The opposition People’s National Party (PNP) is urging the National Solid Waste Management Authority (NSWMA) to address the issue of garbage pile up in communities across the Corporate area and St Catherine.
Dr. Angella Brown Burke, Opposition Spokesperson on Local Government, is warning that the garbage pile up is likely to trigger a public health emergency, arguing that it has reached crisis level.
In a statement on Tuesday evening, Dr. Brown Burke declared that garbage has not been collected in some communities for the past four weeks, as a consequence of which residents have dumped their garbage in gullies.
According to Dr Brown Burke, the NSWMA is desperately in need of funding in order to make outstanding payments to contractors.
“It (NSWMA) is vastly underfunded, because individuals who have equipment and trucks… they have not been paid for a long time and that has been part of the problem; that (these) individuals have refused to put their equipment on the landfill, and that trucks, because some of them (the owners) have not been paid, they have reduced the trips because they cannot afford to do it,” she told RJR News in a follow-up interview.

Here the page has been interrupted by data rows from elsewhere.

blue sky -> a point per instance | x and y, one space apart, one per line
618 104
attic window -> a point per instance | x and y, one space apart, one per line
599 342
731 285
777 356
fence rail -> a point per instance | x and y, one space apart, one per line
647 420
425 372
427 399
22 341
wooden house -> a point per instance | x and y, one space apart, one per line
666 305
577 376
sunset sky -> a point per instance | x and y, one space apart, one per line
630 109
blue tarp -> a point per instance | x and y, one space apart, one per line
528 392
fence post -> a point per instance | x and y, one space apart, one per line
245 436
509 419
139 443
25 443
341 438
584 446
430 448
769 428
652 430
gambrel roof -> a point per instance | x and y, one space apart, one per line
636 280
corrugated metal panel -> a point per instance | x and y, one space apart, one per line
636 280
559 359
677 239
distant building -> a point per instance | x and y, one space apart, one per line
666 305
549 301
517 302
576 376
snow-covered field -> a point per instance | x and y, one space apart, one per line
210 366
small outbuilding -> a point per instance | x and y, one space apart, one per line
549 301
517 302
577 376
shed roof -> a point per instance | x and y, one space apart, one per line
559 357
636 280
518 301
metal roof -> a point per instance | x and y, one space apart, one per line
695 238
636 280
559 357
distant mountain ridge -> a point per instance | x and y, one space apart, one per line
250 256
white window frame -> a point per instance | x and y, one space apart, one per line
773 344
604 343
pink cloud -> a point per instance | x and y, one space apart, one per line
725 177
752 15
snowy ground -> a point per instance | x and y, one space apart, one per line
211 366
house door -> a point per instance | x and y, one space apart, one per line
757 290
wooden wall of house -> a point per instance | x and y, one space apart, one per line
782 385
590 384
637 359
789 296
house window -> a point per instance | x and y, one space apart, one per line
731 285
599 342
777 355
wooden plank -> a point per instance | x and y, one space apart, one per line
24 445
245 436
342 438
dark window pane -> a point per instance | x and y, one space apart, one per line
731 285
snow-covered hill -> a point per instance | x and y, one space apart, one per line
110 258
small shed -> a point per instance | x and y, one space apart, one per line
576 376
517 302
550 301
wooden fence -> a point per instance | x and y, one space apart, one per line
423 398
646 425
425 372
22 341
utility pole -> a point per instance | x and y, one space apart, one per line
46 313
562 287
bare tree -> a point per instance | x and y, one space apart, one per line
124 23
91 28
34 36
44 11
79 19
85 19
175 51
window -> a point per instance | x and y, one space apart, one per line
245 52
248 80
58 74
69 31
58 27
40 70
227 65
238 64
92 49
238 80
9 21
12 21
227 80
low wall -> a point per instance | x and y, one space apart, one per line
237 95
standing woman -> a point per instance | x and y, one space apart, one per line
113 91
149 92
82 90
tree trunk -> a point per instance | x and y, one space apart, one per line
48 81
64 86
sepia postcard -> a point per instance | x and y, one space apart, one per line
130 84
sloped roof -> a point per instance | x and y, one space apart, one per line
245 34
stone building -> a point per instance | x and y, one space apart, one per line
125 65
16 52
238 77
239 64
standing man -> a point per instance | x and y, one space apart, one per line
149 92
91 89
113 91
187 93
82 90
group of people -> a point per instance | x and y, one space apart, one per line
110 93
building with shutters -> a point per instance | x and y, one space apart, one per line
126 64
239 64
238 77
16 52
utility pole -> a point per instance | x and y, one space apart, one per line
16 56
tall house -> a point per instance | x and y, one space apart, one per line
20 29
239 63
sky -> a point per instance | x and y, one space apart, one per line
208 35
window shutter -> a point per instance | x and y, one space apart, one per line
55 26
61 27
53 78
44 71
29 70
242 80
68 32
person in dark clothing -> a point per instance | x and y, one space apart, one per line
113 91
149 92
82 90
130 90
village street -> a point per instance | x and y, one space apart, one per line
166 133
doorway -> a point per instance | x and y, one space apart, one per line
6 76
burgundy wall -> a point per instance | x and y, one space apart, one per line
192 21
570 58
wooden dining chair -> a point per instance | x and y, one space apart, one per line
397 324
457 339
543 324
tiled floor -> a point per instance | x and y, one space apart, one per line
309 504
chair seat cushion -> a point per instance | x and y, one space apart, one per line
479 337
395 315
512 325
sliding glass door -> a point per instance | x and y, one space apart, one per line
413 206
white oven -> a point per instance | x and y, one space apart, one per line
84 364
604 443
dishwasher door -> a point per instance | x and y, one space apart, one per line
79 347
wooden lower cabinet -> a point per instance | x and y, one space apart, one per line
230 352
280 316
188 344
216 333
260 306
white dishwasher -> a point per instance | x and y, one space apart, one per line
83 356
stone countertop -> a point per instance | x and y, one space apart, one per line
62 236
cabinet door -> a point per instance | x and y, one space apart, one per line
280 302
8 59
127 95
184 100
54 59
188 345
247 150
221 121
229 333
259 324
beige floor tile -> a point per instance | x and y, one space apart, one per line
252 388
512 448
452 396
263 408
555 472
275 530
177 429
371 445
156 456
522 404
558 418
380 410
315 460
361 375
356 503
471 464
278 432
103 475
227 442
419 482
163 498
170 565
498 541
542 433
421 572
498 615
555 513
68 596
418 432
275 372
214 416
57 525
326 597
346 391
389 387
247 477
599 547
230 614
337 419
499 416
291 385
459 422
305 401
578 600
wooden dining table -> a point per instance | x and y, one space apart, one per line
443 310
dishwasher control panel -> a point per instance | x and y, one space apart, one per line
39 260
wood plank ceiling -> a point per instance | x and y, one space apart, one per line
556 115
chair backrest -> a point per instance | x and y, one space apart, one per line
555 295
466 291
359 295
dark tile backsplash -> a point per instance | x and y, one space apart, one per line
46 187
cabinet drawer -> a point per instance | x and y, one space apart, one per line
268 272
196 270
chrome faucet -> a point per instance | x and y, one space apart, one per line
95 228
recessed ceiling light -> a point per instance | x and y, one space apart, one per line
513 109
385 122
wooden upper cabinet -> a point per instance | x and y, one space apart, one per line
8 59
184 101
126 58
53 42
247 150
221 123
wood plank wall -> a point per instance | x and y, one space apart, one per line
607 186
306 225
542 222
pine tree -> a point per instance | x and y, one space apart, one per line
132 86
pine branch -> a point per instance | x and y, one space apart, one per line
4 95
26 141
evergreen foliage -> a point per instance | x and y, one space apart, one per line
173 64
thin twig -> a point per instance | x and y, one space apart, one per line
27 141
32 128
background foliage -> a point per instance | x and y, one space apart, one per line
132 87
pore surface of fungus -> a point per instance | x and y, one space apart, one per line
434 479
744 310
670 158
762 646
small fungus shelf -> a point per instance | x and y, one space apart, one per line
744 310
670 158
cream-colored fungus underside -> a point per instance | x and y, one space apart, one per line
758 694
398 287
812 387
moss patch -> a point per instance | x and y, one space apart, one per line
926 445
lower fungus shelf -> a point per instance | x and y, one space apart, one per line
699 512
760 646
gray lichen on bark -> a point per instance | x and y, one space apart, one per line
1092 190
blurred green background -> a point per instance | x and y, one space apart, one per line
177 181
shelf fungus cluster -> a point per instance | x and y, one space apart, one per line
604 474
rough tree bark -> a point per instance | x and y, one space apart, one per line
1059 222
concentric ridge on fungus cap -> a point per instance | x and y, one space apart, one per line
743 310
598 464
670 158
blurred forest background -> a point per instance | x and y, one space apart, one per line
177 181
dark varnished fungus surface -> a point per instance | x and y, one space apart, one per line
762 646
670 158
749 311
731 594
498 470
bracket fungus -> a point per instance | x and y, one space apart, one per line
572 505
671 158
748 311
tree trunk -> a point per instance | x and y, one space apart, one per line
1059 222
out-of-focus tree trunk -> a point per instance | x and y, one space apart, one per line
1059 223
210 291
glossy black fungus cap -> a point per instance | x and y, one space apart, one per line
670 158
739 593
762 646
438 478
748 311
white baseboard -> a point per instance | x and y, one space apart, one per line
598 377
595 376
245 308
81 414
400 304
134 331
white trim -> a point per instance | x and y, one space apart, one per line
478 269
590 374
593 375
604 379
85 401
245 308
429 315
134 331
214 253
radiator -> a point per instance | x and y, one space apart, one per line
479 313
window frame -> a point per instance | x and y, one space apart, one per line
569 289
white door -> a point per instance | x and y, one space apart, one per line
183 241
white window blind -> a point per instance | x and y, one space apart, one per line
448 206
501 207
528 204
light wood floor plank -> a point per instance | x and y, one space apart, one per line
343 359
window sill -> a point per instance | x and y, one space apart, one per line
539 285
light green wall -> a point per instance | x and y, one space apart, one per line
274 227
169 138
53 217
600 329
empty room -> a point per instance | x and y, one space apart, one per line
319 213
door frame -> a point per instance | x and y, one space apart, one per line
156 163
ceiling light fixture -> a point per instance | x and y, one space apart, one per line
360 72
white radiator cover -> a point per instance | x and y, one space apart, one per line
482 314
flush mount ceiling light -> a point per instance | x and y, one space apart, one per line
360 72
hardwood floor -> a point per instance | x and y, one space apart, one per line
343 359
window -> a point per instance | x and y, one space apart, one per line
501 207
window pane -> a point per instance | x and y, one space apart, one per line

She added that there also needs to be better dissemination of information about the problems being experienced by the NSWMA, as failure to do this this leads to further problems, such as improper disposal of garbage in inappropriate locations such as gullies.
Chung
In response, Dennis Chung, Chairman of the NSWMA, has confirmed that there were outstanding payments to some contractors.
He said some payments were made on Tuesday, but there are still balances remaining.
Mr Chung said the NSWMA has been urging the government to increase its funding to the authority.
“At the start of the year, we put in a budget for six billion dollars and what was approved was three billion dollars,” he revealed on RJR’s Beyond the Headlines.
The current payment crisis was therefore not a surprise, he declared.
Contractors are owed two months back pay on average, “which is unacceptable,” he explained.
He said the crisis cannot be attributed to the heavy rains that the country has experienced over the last few months, as "even without the rains, we do not have the money that we need for proper garbage collection in the country."